Defence lawyer Nathan Gorham put questions to Cst. Sylvie Carriere by video call Friday morning. Because of the latest withdrawal application, her testimony will no longer be considered in Turpin's trial.

Carriere was present in another room during the November, 2004 interrogation. She was also part of Turpin's first trial.

She was also present when James Turpin's mother, Sharon Turpin, came into the Bathurst police station, where officers were interrogating him at the time.

Carriere said Turpin's mom was aggressive and loud toward police. Gorham proceeds to read Carriere's notes, which say the woman was told she would not be able to see her son because she wasn't listening to police upon arrival.

"I don't think she would've gotten to see her son," Carriere told the court.

When asked if Turpin was told by officers that he could see his mother during the 18 hours of interrogation, Carriere said she couldn't recall.

A jury found James Turpin guilty of second-degree murder following a three-week trial in 2016. After an appeal in 2019, Turpin is now being tried in Fredericton on a manslaughter charge
A jury found James Turpin guilty of second-degree murder following a three-week trial in 2016. After an appeal in 2019, Turpin is now being tried in Fredericton on a manslaughter charge(CBC News)

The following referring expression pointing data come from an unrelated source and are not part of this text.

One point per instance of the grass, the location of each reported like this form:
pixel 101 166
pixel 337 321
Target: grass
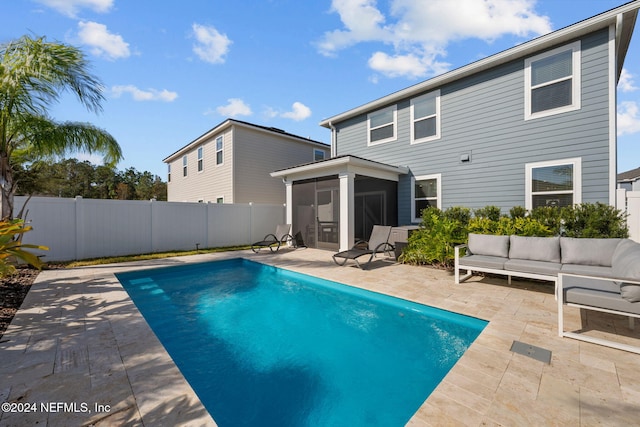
pixel 143 257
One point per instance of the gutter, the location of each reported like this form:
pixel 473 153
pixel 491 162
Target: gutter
pixel 334 140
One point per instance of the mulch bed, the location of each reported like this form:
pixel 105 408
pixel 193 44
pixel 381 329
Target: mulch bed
pixel 13 289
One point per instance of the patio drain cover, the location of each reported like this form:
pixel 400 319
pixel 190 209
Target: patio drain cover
pixel 532 351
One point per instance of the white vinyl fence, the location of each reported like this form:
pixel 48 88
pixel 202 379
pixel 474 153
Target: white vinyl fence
pixel 630 200
pixel 80 228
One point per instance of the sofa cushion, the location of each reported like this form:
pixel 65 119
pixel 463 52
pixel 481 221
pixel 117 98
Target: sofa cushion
pixel 626 265
pixel 483 261
pixel 588 270
pixel 534 267
pixel 596 293
pixel 630 291
pixel 588 251
pixel 486 244
pixel 535 248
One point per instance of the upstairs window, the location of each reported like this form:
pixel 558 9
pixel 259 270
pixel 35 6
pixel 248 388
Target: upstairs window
pixel 425 117
pixel 382 125
pixel 552 82
pixel 200 160
pixel 219 150
pixel 556 183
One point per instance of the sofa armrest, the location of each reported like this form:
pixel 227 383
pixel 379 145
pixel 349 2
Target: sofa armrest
pixel 457 250
pixel 585 276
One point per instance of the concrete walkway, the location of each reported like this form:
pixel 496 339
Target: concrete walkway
pixel 78 352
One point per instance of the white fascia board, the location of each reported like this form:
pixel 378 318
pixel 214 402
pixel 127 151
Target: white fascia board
pixel 341 165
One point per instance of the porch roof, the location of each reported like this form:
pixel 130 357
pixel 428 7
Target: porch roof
pixel 339 165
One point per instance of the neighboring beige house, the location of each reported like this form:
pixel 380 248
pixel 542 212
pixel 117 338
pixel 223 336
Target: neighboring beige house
pixel 231 164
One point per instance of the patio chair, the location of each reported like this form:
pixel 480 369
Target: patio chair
pixel 378 243
pixel 275 240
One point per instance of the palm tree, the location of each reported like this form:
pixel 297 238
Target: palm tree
pixel 33 74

The officer had a hard time recalling much of the details from the 2004 interrogation. And she hadn't written any notes during the actual interrogation process.

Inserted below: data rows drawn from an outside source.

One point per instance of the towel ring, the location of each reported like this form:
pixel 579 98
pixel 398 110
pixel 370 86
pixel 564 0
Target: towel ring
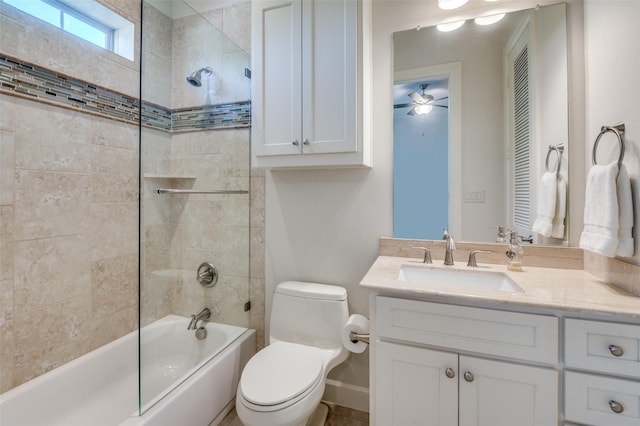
pixel 618 129
pixel 558 149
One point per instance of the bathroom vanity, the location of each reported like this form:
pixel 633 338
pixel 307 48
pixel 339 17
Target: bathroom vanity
pixel 561 347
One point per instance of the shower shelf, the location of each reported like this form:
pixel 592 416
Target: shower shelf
pixel 159 176
pixel 200 191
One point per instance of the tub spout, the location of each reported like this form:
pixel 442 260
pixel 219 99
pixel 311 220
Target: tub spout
pixel 202 315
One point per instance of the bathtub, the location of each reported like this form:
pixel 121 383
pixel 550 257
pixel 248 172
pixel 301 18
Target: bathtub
pixel 101 387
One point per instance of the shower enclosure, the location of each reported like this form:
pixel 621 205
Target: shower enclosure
pixel 195 178
pixel 124 166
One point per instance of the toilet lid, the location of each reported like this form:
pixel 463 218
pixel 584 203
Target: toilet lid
pixel 280 372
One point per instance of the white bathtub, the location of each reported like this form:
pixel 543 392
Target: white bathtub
pixel 101 387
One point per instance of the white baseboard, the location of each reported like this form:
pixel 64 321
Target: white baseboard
pixel 346 395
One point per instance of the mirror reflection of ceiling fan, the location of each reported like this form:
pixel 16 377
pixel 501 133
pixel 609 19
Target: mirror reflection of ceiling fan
pixel 422 102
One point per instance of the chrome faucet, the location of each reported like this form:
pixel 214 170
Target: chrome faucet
pixel 202 315
pixel 450 246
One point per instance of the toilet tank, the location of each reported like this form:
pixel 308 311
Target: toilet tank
pixel 308 313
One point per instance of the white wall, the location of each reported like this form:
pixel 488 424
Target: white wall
pixel 613 86
pixel 324 225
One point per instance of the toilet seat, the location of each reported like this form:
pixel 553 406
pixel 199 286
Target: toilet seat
pixel 280 375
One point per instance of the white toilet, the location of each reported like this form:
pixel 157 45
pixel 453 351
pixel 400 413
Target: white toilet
pixel 282 384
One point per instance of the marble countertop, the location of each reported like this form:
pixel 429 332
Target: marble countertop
pixel 545 288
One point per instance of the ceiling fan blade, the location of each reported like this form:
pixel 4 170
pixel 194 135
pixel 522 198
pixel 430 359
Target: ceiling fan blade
pixel 417 97
pixel 404 105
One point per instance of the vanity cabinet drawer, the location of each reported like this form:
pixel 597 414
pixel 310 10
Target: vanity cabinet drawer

Carriere had been working as an RCMP officer for three years at that time. She said it was the first time she had ever been part of an interrogation where someone was arrested for killing a two-year-old.

"In that sense, fairly remarkable case for you with just three years experience, " Gorham said.

She agreed. Since then, Carriere said she has been involved in up to four interrogations involving the death of a baby.

Turpin has been sitting behind his defence lawyers at the Fredericton Convention Centre all week. For most of the week, he has remained expressionless.

Toddler alone with Turpin when she suffered brain injury

Kennedy was alone with Turpin when she suffered a major brain injury. She died at the IWK Hospital in Halifax a week later after being taken off life support.

Turpin was dating Kennedy's mother, Connie Corrigan, at the time. She is expected to testify next week.

This is the second time Turpin has been tried for the toddler's death. He wasn't charged until 2015, when he was living in Charlo. In 2016, Turpin was found guilty of second-degree murder, but in 2019 he successfully appealed his conviction.

The Court of Appeal found there wasn't enough evidence of murder, but ordered a new trial on the lesser charge of manslaughter.

The retrial will resume Monday morning.